Step 5: Apply Change

Read the current config file, apply the change to the parsed object, and write it back using the Write tool.

Preserve all existing fields. Only modify the targeted field. Maintain JSON formatting with 2-space indentation.

Show Config (project)

Display the current project config in a formatted table with a Source column showing where each value comes from:

### VCP Configuration

| Field | Value | Source |
|-------|-------|--------|
| **Standards URL** | https://raw.githubusercontent.com/.../manifest.json | global |
| **Plugin root** | /home/user/.claude/plugins/vcp | global |
| **Debug** | false | global |
| **Scopes** | web-frontend, web-backend | project |
| **Compliance** | gdpr | project |
| **Frameworks** | react, express, postgresql | project |
| **Severity** | high | global default |
| **Exclude** | node_modules/**, dist/**, build/** | project |
| **Ignore** | CWE-798 (global), core-arch/rule-5 (project) | merged |

Source values:

• project — value comes from .vcp/config.json
• global — value comes from ~/.vcp/config.json
• global default — value inherited from ~/.vcp/config.json defaults (project doesn't set it)
• merged — ignore list is a union of global defaults and project values

If ignore is empty, show "none". Same for compliance.

Show Config (global)

Display the global config:

### VCP Global Configuration

| Field | Value |
|-------|-------|
| **Standards URL** | https://raw.githubusercontent.com/.../manifest.json |
| **Plugin root** | /home/user/.claude/plugins/vcp |
| **Default severity** | medium |
| **Default scopes** | web-backend, database |
| **Default compliance** | none |
| **Default ignore** | CWE-798 |

Show Standards

Fetch the manifest and display all standards:

### Available VCP Standards

| ID | Scope | Severity | Tags | Applies |
|----|-------|----------|------|---------|
| core-security | core | critical | security, owasp, cwe | always |
| core-architecture | core | high | architecture, srp | always |
| web-frontend-security | web-frontend | critical | security, xss, csp | web-frontend |
| ... | ... | ... | ... | ... |

**Active for this project:** core-security, core-architecture, ... (based on scopes)
**Ignored:** core-architecture/rule-5

Mutations

After applying any mutation:

1. Show a confirmation message:

   Updated .vcp/config.json — added "core-security/rule-3" to ignore list.
   

2. If the change affects which standards are loaded (scope or compliance changes), mention it:

   Updated .vcp/config.json — enabled database scope.

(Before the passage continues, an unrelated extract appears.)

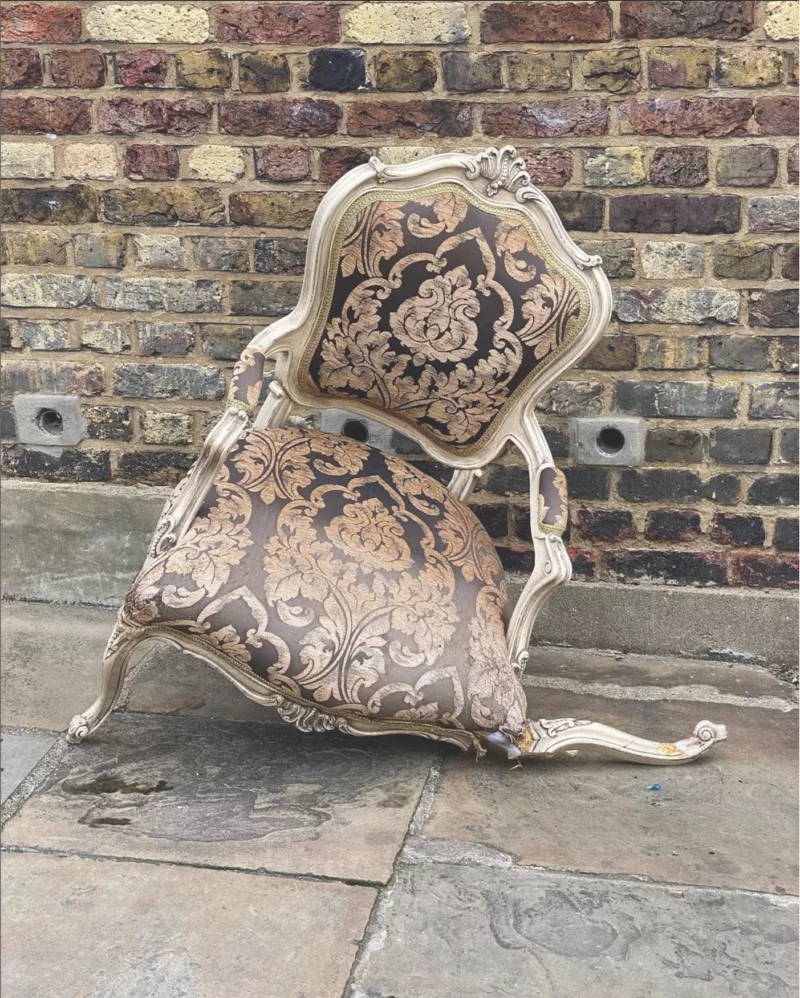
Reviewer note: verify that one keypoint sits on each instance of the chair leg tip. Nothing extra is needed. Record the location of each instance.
(78, 729)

Standards `database-encryption` and `database-schema-security` will now be checked.
   

3. If the change suppressed security findings, repeat the warning:

   Updated .vcp/config.json — added "CWE-798" to ignore list.
   WARNING: Hardcoded secret detection (CWE-798) is now suppressed in the security gate.
   

4. For global config changes, mention the scope of impact:

   Updated ~/.vcp/config.json — set standards_url to "https://github.example.com/.../manifest.json".
   All projects on this machine will use this URL (unless overridden per-project).